Ci sono poi il sedano rapa fritto e decorato di germogli, il risotto con lo zafferano del Monte Baldo e foglie d’oro, il tofu impanato su crema di ceci con olio al profumo di artemisia, la mousse di tre cioccolate. Anche a una professionista della parola le parole mancano. Si rischia di essere ridondanti, a elencare ogni passaggio che porta alla creazione di queste meraviglie. Preparate con la massima attenzione alle esigenze dei clienti: “Ci sono quelli allergici al glutine o altri alimenti, i vegetariani e i vegani, gli amanti del crudo. Per ognuno di loro abbiamo sempre nuove proposte”, racconta Marco. Uno chef di altissimo livello, ma anche e soprattutto un uomo che ama il suo lavoro, che punta sulle relazioni, che pretende la massima serietà dalla sua brigata ma non perde occasione per stemperare la tensione, quando arriva: “Questo lavoro è faticoso. Servono razionalità e ottime capacità organizzative. Dobbiamo essere pronti a cambi di programma, emergenze da risolvere, corse mozzafiato. Quando arriva la comanda tutto si deve svolgere alla perfezione”. Un incastro perfetto, insomma, fatto di esperienza e competenze, ma anche delle energie che ognuno porta in quella cucina, animato da un obiettivo comune: la soddisfazione del cliente.

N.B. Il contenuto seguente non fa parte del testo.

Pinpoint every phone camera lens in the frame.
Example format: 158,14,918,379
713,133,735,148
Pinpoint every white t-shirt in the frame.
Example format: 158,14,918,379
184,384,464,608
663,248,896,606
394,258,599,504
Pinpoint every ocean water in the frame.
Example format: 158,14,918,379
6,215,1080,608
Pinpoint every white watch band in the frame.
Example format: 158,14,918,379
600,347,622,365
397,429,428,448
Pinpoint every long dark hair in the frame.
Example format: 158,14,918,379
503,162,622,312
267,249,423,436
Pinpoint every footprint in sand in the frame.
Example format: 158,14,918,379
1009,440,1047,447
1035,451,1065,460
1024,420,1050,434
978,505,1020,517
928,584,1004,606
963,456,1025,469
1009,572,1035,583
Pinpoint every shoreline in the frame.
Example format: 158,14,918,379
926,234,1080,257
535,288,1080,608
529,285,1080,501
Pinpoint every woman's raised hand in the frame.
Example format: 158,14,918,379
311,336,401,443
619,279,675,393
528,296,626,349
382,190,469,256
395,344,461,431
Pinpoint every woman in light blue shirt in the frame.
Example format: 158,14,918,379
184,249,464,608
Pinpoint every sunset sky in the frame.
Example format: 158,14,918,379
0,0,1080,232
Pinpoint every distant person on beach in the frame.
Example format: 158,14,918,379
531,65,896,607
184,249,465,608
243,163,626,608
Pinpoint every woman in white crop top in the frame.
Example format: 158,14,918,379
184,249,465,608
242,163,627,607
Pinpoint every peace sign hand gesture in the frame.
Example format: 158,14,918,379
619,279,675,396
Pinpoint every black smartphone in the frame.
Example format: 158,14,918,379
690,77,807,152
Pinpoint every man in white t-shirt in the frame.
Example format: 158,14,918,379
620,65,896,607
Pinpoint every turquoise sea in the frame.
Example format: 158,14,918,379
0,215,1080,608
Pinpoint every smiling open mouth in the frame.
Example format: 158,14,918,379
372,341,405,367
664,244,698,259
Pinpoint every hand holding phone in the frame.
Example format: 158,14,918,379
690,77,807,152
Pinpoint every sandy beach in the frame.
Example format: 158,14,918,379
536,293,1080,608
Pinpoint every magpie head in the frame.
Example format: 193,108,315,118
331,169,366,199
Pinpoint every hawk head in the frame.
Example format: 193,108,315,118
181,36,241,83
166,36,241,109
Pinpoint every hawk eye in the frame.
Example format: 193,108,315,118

E tra di loro, nel ristorante Oseleta, ci sono anche i clienti speciali, come gli ispettori Michelin. Che arrivano, cenano, pagano il conto e se ne vanno, senza svelare la loro identità. Proprio come nei film: Il sapore del successo docet. E la gioia è immensa, quando arriva la sentenza che porta lo chef nell’Olimpo. “La stella è un sogno che si realizza, un riconoscimento che regala soddisfazione ma soprattutto stimola a non mollare mai. A migliorarsi sempre, a non perdere l’entusiasmo, quello che aiuta a essere perennemente curiosi, mai stufi di cercare sempre nuove idee”. Certo, in una cucina di qualità gli ingredienti eccellenti non mancano mai, ma a volte alcuni piatti nascono dal caso, o dalle contingenze: “Mi è capitato di guardarmi intorno, vedere alcuni ingredienti e immaginarmi come metterli insieme. L’esperimento fa parte del nostro lavoro quotidiano. Si prova all’infinito, si assaggia tutto, si riprova. Poi ci si pensa su, e magari arriva un guizzo. Quell’elemento che cambia un piatto”.

Alla fine di una mattinata che è volata via come un soffio, ci fermiamo. E io assaporo un menù stellato con il suo creatore davanti ai miei occhi. Non ci sono molte parole da aggiungere, qui. Ci sono solo sensazioni sulla pelle e sul palato: siamo di fronte all’arte pura.

Marco mi regala una pinza da cucina: “Un utensile indispensabile, ricordatelo”. Quando la userò, a casa, tornerò con la memoria a rivivere quei momenti, quando nelle cucine gli chef si muovono come in una danza frenetica ma perfettamente armonica. Mentre i clienti si preparano a una cena che è un trionfo di sapore e raffinatezza.

Marco adesso si prepara alla pausa, meritatissima. Prima di riprendere all’inizio della primavera, con piatti nuovi e con i suoi classici. Andate a trovarlo. La vita è fatta di piccole gioie da assaporare, e questa è imperdibile.